The brief filed by Dollar General asks the supreme court to rule that tribal courts cannot hear cases filed against non-Indians unless Congress has expressly authorized such a suit or if the non-Indian has expressly consented to such a suit, neither of which applies here. The tribe claims, on the other hand, that it has – and must retain – the authority to resolve these types of disputes in a tribal court, particularly cases involving such substantial interests as protecting tribal youth from sexual predators. Otherwise its sovereignty is a cruel joke.
The ACLU filed an amicus brief in support of the tribe. In our view, this issue should be decided based on the principle of “fair notice”. Did Dollar General and the manager have fair notice that a sexual assault by the manager could subject them to tribal court authority? We believe so on multiple grounds.
The Supreme Court has repeatedly recognized tribal sovereignty over the past two centuries. Prior decisions have upheld a tribe’s right to tax non-native people engaging in commerce on Indian reservations and to resolve the inevitable disputes that occur from such economic activities. And if a government can tax an individual or business, it has the power to subject them to a civil court proceeding.
Then there’s Dollar General’s deliberate decision to establish a store on Choctaw land in pursuit of profit. According to the lease agreement signed by Dollar General, the company agreed that “[e]xclusive venue and jurisdiction shall be in the Tribal Court of the Mississippi Band of Choctaw Indians” when disputes over the lease arise. The company and its store manager also agreed to the work program that put the 13-year-old in the manager’s care. Therefore, Dollar General and Townsend had fair notice that this type of misconduct could result in a lawsuit in tribal court seeking damages.

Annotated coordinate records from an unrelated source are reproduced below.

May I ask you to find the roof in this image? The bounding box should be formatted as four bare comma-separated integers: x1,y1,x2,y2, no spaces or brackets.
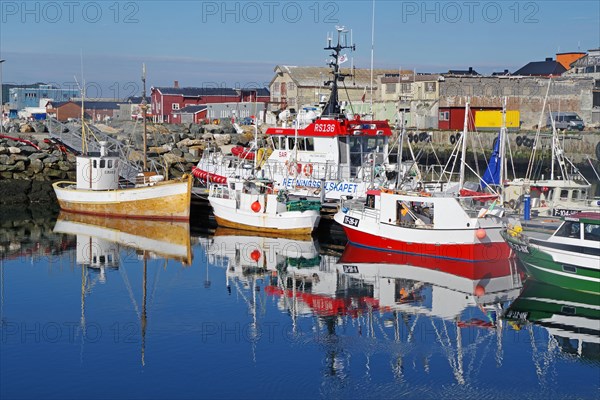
240,87,271,97
448,67,481,75
271,65,398,88
173,106,208,114
155,87,239,97
125,96,152,104
83,101,122,110
513,58,567,76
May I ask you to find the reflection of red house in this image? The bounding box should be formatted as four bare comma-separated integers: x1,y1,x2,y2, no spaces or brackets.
172,106,208,124
151,81,270,123
438,106,501,131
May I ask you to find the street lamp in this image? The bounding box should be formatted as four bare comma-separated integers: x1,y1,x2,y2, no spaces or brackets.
0,60,6,134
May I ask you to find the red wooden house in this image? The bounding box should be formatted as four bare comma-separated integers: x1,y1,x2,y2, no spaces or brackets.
150,81,270,123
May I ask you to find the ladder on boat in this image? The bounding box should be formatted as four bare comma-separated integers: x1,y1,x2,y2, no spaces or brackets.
46,118,158,183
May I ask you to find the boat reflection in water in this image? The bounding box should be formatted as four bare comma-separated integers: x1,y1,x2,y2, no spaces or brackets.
54,211,192,365
54,211,192,276
209,231,522,384
505,279,600,360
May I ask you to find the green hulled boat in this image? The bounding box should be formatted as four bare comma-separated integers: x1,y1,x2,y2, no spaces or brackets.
504,279,600,359
502,212,600,295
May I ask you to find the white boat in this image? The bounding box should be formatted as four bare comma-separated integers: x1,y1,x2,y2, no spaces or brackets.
503,79,600,217
52,67,192,221
208,180,321,235
334,102,510,262
193,30,413,201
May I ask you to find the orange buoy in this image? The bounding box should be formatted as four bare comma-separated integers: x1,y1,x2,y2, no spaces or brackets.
475,285,485,297
250,249,261,262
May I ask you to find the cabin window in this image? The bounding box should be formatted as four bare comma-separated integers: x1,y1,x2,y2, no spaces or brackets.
563,264,577,274
583,224,600,242
560,189,569,200
554,221,580,239
271,137,281,150
305,138,315,151
298,138,306,151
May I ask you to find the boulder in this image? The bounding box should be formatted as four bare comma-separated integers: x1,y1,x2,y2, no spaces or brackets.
19,124,33,133
214,134,231,146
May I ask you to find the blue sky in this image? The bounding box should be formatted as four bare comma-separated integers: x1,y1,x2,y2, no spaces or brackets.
0,0,600,97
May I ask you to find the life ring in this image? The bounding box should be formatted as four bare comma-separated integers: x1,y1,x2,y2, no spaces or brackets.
288,163,302,176
515,136,523,147
302,164,313,176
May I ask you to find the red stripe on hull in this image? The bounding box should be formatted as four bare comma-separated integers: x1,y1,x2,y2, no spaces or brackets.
343,226,510,262
56,207,190,222
338,244,513,281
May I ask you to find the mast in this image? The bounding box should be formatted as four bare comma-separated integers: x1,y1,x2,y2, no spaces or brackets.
459,100,469,189
498,96,507,204
142,63,148,171
321,26,356,117
370,0,375,115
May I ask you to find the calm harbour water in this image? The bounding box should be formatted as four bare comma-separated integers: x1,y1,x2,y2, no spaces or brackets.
0,208,600,399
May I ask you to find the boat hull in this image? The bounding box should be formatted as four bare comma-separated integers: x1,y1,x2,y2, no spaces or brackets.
52,176,192,221
209,197,321,236
503,233,600,294
343,226,510,262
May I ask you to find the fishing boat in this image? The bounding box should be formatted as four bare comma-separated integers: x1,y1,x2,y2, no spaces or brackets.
52,67,192,221
334,102,510,262
208,179,321,235
193,28,413,201
504,279,600,362
502,212,600,294
337,245,523,318
503,79,600,217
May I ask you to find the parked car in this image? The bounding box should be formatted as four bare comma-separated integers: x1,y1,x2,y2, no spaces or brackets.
546,112,585,131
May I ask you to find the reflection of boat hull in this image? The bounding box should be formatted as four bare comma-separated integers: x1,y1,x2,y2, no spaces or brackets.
54,211,192,265
503,233,600,293
505,280,600,358
52,176,192,221
337,245,522,312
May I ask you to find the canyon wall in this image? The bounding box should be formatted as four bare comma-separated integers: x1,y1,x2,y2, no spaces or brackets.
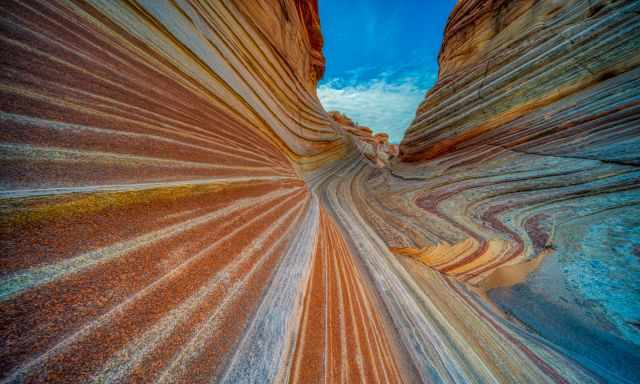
0,0,640,383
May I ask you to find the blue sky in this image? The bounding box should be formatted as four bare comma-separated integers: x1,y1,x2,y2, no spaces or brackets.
318,0,456,142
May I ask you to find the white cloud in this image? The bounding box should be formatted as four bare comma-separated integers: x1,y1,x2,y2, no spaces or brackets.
318,72,435,143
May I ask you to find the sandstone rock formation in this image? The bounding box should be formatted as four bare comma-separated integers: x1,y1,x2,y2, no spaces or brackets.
0,0,640,383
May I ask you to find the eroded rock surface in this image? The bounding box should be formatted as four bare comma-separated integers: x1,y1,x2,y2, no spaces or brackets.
0,0,640,383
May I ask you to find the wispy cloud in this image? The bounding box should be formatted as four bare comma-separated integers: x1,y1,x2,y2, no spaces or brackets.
318,70,436,143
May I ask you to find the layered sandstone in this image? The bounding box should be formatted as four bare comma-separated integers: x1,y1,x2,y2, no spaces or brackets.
0,0,640,383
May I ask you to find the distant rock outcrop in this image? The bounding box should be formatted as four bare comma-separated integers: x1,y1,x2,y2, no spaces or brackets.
0,0,640,383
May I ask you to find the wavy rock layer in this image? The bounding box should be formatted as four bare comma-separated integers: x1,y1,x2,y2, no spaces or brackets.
0,0,640,383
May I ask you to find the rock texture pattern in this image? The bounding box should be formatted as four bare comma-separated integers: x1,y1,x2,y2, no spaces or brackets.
0,0,640,383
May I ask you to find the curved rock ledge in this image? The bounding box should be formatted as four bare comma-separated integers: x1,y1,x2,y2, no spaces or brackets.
0,0,640,383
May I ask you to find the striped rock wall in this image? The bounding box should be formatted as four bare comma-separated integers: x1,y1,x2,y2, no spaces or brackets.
384,0,640,382
0,0,640,383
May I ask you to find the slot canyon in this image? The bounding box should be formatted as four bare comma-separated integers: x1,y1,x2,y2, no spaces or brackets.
0,0,640,383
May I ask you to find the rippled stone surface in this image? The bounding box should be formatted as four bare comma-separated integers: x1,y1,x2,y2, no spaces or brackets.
0,0,640,383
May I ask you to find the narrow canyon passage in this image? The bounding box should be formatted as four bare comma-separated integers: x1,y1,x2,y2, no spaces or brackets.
0,0,640,383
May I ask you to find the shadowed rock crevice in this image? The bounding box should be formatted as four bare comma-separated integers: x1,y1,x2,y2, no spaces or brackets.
0,0,640,383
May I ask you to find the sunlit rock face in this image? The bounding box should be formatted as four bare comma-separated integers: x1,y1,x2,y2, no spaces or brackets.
382,0,640,382
0,0,640,383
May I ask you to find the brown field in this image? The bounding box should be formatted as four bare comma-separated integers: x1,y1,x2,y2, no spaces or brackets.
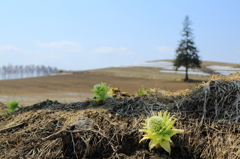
0,61,236,106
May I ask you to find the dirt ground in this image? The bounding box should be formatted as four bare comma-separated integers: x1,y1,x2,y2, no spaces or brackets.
0,70,201,106
0,72,240,159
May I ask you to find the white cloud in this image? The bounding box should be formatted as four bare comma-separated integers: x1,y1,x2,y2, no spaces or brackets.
156,45,174,54
94,46,135,55
36,41,81,52
0,45,21,52
95,46,115,53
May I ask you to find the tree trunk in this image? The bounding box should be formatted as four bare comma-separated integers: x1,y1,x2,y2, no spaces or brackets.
184,67,189,82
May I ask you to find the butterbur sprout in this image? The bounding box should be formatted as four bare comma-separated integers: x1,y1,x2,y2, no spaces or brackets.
139,111,184,154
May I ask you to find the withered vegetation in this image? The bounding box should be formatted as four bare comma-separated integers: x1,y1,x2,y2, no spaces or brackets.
0,72,240,159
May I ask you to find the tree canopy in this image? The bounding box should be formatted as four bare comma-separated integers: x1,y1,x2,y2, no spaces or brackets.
174,16,202,81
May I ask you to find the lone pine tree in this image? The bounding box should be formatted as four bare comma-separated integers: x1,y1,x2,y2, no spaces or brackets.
174,16,202,81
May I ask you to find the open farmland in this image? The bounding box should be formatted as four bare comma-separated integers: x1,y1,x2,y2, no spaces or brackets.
0,67,240,159
0,60,239,106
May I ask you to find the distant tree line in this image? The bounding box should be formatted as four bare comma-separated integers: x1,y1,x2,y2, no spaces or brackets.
0,64,58,79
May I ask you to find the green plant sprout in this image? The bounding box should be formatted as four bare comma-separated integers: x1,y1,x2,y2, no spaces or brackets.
139,111,184,154
6,100,19,114
91,82,112,102
138,86,149,97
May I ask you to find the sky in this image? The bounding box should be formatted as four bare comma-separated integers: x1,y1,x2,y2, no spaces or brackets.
0,0,240,70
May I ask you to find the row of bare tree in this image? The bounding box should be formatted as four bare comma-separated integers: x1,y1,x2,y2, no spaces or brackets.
0,64,58,79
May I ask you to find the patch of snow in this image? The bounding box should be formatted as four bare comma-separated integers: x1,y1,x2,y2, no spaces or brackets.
50,72,72,76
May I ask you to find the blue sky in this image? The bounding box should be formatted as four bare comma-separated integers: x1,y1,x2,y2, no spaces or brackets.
0,0,240,70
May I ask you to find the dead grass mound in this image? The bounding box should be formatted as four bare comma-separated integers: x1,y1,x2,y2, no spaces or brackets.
0,73,240,159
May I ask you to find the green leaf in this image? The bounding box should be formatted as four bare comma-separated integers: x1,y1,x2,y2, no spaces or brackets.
160,140,171,154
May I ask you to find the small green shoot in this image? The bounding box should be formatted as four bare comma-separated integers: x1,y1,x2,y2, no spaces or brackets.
91,82,112,102
138,86,148,97
6,100,19,114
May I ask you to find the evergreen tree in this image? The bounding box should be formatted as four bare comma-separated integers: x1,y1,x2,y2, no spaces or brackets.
174,16,202,81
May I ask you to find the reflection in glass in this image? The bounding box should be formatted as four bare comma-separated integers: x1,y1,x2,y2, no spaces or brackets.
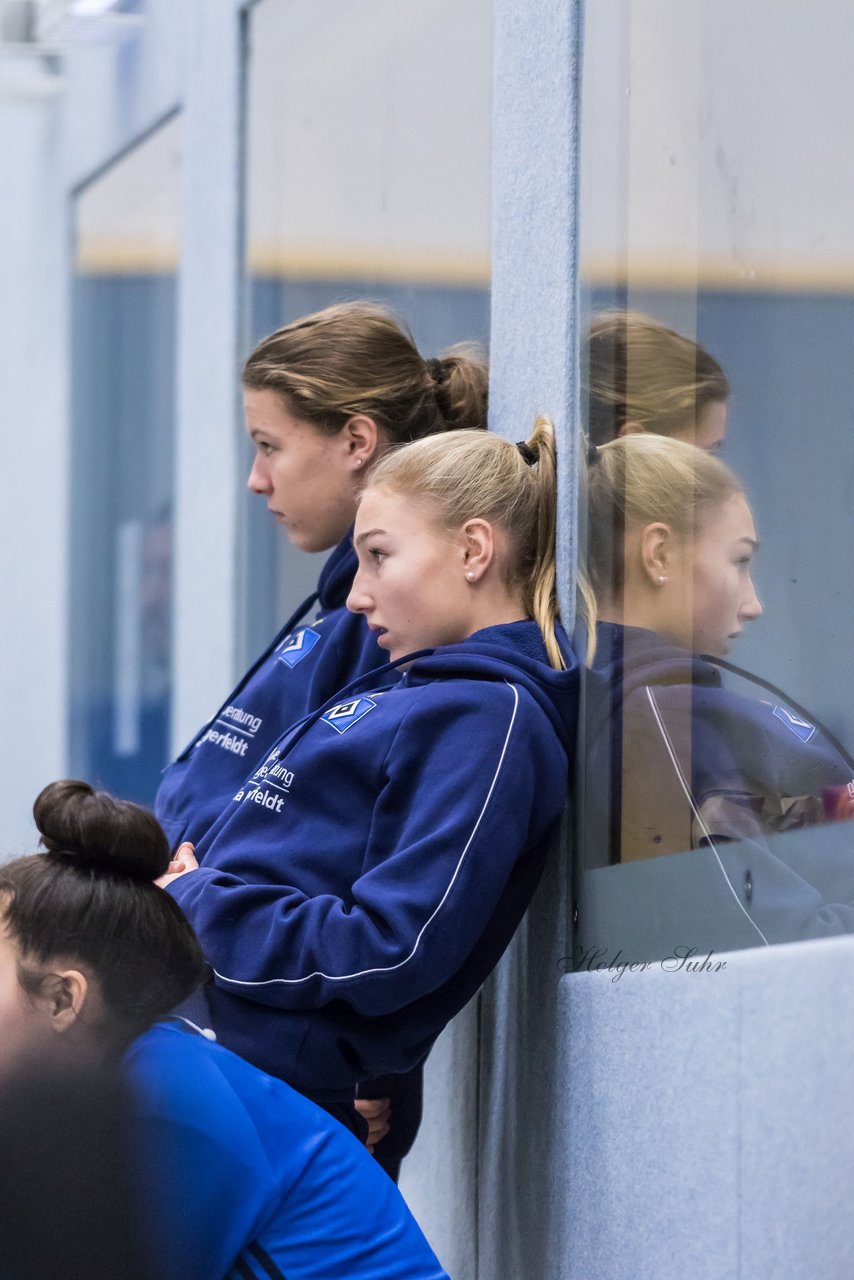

There’s a reason Dollar General Corporation v Mississippi Band of Choctaw Indians has been called the most important case in decades for native people by many Indian tribes and tribal organizations: a victory for Dollar General would be devastating for native tribes. It would mean that tribes lack the governmental authority to regulate misconduct by non-natives and protect their people.
This wouldn’t be sovereignty. It would be subservience.